Vi sono motivi per essere ottimisti anche riguardo al Sudafrica, un mercato emergente che negli ultimi anni ha ristagnato. Le prospettive stanno migliorando sotto la presidenza di Cyril Ramaphosa, con gli annunci di una serie di misure di riforma e un reindirizzamento della spesa pubblica, inclusi progetti di infrastrutture, iniziative a sostegno della reindustrializzazione, tagli della spesa (concentrati su un congelamento degli stipendi dei funzionari pubblici) e sforzi per la lotta alla corruzione. Nel “Paese Arcobaleno”, tuttavia, vi sono state false albe in passato.

Un futuro migliore

Le sfide affrontate nel 2020 hanno sottolineato i vantaggi strutturali e altri trend secolari benefici nei mercati emergenti, di buon auspicio per il 2021. La resilienza di mercati chiave in Asia orientale durante la crisi, unita alla loro abilità nel capitalizzare su spostamenti secolari verso la nuova economia, dovrebbe trainare una forza costante l’anno prossimo. Paesi arretrati tra i quali India e Brasile beneficeranno probabilmente di un contesto accomodante esclusivo di tassi reali negativi (e una valuta sottovalutata in Brasile), uniti agli sforzi correnti per le riforme e un eccesso di capacità nell’economia, che dovrebbero dare impulso alla crescita.

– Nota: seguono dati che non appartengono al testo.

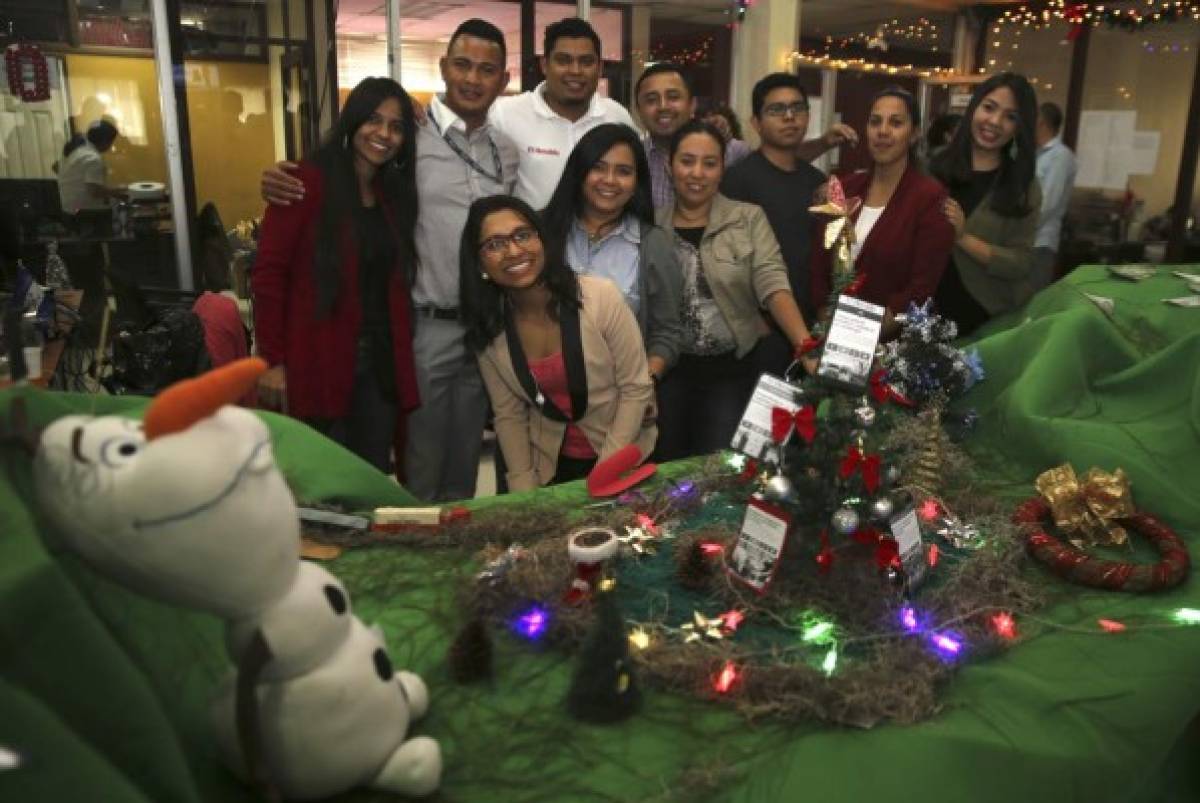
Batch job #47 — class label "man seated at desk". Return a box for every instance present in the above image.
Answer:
[58,120,125,338]
[59,120,125,228]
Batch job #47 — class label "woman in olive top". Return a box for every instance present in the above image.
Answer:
[930,72,1042,335]
[458,196,656,491]
[655,121,812,460]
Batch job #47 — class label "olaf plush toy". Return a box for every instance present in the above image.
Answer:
[34,358,442,801]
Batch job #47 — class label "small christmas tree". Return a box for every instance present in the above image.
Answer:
[448,615,492,683]
[566,591,642,724]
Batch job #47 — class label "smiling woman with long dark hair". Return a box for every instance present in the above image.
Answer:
[810,86,954,335]
[252,78,419,472]
[458,196,658,491]
[930,72,1042,335]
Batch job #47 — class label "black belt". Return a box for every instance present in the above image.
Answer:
[413,306,458,320]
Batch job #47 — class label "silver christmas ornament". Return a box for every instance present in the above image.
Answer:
[854,405,875,429]
[830,508,862,535]
[871,495,896,521]
[762,473,796,502]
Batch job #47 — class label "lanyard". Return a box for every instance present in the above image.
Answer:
[428,109,504,184]
[504,298,588,421]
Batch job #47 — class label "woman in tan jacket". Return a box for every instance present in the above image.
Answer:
[460,196,658,491]
[656,120,812,460]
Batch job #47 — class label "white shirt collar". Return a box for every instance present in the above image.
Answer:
[533,80,604,125]
[1038,137,1062,154]
[430,92,467,133]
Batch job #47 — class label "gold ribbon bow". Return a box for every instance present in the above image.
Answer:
[809,176,862,274]
[1036,463,1134,549]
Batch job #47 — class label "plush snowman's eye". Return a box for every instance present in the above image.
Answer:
[325,586,348,616]
[100,436,143,468]
[373,647,396,683]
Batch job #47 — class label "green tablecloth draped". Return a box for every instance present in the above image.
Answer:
[0,268,1200,803]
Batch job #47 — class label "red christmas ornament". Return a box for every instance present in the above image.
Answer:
[4,43,50,103]
[1013,497,1192,592]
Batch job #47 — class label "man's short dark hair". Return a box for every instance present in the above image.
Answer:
[1038,101,1062,133]
[446,17,509,66]
[750,72,809,118]
[541,17,604,59]
[86,120,118,148]
[634,61,692,103]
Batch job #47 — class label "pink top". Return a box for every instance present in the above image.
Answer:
[529,352,596,460]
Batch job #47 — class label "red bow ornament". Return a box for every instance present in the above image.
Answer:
[839,447,883,493]
[770,405,817,444]
[871,368,912,407]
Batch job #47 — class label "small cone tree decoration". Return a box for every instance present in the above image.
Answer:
[905,405,947,496]
[566,591,642,724]
[677,539,715,591]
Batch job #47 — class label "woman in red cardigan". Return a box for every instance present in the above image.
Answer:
[252,78,419,472]
[810,86,954,337]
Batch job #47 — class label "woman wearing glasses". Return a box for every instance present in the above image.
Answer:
[658,120,809,460]
[811,86,954,337]
[460,196,658,491]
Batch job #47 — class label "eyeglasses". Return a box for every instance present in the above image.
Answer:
[479,226,540,257]
[762,101,809,118]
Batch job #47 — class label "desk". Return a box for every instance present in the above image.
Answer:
[0,266,1200,803]
[0,290,83,389]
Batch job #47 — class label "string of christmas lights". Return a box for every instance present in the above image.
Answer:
[787,52,959,78]
[824,17,943,50]
[998,0,1200,31]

Quest’ampliamento della ripresa economica dovrebbe continuare a trainare una maggiore visibilità degli utili nel 2021 e ammontare a un’opportunità interessante nei mercati emergenti complessivi, sia in una prospettiva tattica di breve termine che strutturalmente. Secondo noi la presenza di tanti mercati diversi che in questo panorama offrono contemporaneamente possibilità d’investimento interessanti, singolarmente e complessivamente, schiude una possibilità d’investimento eccezionale.